Selesai mengisi perut, kami mulai beres-beres. Di luar masih hujan. Ukuran tenda yang kecil membuat kami harus duduk berimpitan. Saat itu, jam baru menunjukan pukul 7 malam.
Malam berjalan terasa sangat lama di atas sana. Di luar masih hujan. Kami hanya bisa meringkuk kedinginan dengan jaket dan celana panjang. Kaos kaki dan sarung tidak mempan menghangatkan telapak kaki yang mati rasa sangking dinginnya. Para lelaki mulai mengeluarkan bilah papan yang sudah dipersiapkan dari sebelum berangkat untuk main song. Ada juga yang asyik main gitar sambil nyanyi-nyanyi.
Entah pukul berapa saat itu, aku kebelet pipis. Bersama Rita dan Mardah, kami keluar tenda untuk mencari tempat pipis. Di luar hujan sudah reda. Saat keluar, di depan kami terbentang hamparan lampu-lampu dari Kota Curup di malam hari. Waaa bagusss sekaliii. Kami pipis sambil memandang lampu-lampu di bawah sana. Sayang, karena udara yang sangat dingin, kami buru-buru masuk ke tenda lagi.

Kami mencoba untuk tidur. Para lelaki masih sibuk bermain. Saat itu sebagian dari para perempuan sudah ambil posisi untuk tidur. Karena ukuran tenda yang sempit, dengan sangat terpaksa kami harus tidur impit-impitan. Belum lagi tenda terpal yang kami gunakan mulai berembun. Tas yang kami gunakan sebagai bantal mulai basah karena rembesan embun. Aku, Rita dan Mardah dalam kondisi yang sulit untuk bergerak. Sempit sekali sehingga kaki kami harus dilipat agar bisa tiduran. Setiap sebentar, aku dan Rita duduk karena kaki kesemutan, punggung yang sakit karena tidur di atas semen kasar dan tidak rata. Belum lagi Rita yang saat itu reumatiknya kumat karena dingin. Kami berdua saling mengimpit kaki supaya terasa hangat, namun gagal. Kami duduk dan mengobrol. Ternyata kalau tidak tiduran, ujung kaki mulai terasa hangat.
Pukul 2 malam, Mardah, Rita dan aku memutuskan untuk minum kopi. Jadi kami masak air menggunakan kompor gas yang di bawa. Sebelumnya ada juga yang masak mie dan buat kopi. Sembari menunggu air mendidih kami asik ngobrol. Teman perempuan yang lain sudah tertidur semua. Panasnya air di atas sana benar-benar tidak mempan saat cuaca sedingin itu. tapi cukup membantu menghangatkan tangan. Sebagian dari para lelaki tidak tidur. Mereka menjaga kami yang tidur hingga pagi.

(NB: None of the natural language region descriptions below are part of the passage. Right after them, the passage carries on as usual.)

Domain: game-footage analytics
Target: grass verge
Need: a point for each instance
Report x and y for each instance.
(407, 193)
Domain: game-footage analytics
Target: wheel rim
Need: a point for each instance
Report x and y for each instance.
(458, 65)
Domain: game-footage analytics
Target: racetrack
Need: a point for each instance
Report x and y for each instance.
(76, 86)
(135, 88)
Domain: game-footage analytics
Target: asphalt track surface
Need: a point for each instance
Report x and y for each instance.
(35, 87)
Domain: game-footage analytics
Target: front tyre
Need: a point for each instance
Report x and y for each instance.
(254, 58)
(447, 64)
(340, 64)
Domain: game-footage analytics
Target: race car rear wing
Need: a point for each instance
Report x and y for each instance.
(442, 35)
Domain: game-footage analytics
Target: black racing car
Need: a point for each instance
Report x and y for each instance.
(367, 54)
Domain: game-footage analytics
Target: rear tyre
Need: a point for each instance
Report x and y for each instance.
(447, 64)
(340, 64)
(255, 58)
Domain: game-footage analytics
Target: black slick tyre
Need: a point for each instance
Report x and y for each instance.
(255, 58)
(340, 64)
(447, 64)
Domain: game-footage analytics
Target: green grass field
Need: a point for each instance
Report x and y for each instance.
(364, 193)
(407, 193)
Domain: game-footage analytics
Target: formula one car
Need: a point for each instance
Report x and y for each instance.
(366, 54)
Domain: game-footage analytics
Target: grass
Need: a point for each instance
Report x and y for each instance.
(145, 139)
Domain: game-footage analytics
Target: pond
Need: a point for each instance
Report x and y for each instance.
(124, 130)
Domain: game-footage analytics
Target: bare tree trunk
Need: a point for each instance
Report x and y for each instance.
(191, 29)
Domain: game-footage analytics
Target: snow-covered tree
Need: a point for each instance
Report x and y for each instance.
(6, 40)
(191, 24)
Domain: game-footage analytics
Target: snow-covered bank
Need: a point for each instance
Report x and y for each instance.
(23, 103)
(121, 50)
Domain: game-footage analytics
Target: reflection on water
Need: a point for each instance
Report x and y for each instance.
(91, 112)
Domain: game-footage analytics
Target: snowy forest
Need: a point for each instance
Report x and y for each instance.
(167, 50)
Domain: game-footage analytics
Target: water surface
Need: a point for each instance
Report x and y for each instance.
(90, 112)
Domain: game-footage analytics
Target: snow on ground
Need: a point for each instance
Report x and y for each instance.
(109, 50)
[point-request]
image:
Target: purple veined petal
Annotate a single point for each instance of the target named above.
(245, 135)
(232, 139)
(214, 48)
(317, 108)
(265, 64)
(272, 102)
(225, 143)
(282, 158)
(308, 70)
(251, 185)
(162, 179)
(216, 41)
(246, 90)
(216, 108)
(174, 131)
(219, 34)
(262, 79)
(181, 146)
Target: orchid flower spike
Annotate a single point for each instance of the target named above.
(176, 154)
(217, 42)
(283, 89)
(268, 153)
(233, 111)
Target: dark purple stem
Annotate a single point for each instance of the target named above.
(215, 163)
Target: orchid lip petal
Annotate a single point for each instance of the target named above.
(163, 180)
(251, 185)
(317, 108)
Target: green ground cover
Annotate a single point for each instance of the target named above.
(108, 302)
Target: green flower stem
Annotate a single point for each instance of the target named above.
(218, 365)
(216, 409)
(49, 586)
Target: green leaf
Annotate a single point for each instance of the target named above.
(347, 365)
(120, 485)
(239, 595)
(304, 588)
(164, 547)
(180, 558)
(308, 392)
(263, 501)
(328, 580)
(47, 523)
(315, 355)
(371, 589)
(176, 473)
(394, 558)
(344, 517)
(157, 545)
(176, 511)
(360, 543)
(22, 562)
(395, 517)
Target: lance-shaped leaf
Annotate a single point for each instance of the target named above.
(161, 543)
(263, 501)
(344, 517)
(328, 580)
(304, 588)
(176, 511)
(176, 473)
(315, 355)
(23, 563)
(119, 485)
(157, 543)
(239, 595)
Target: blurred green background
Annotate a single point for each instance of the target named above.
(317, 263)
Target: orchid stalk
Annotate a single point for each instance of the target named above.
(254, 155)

Pukul 5, aku bangun. Ternyata cuma bisa tidur 2 jam. Itu juga sering terbangun. Kami keluar tenda untuk melihat matahari terbit. Di luar masih gelap. Rita mulai merasa mules-mules mau buang air. Karena tidak bisa ditahan lagi, kami bertiga bersama Mardah pergi mencari spot yang pas untuk toilet Rita. Tak lama masalah Rita selesai. Kami kembali ke arah tenda dengan suka cita karena dari ufuk timur matahari mulai terbit. Luar biasa indah. Entah itu awan atau kabut. Kami seperti berada di atas lautan awan.

selamat pagi!
Selesai mengabadikan momen indah, kini giliran aku yang merasa mules-mules. Sebelum hari mulai terang, kami kembali mencari spot lain untuk proses pembuangan. Ditemukanlah sebuah tempat paling strategis di balik bukit kecil. Di sana tertutupi dari keramaian para pendaki yang mulai menampakkan diri. Untuk pertama kalinya, aku buang aer beratapkan langit sambil memandang matahari terbit. Sungguh syahdu.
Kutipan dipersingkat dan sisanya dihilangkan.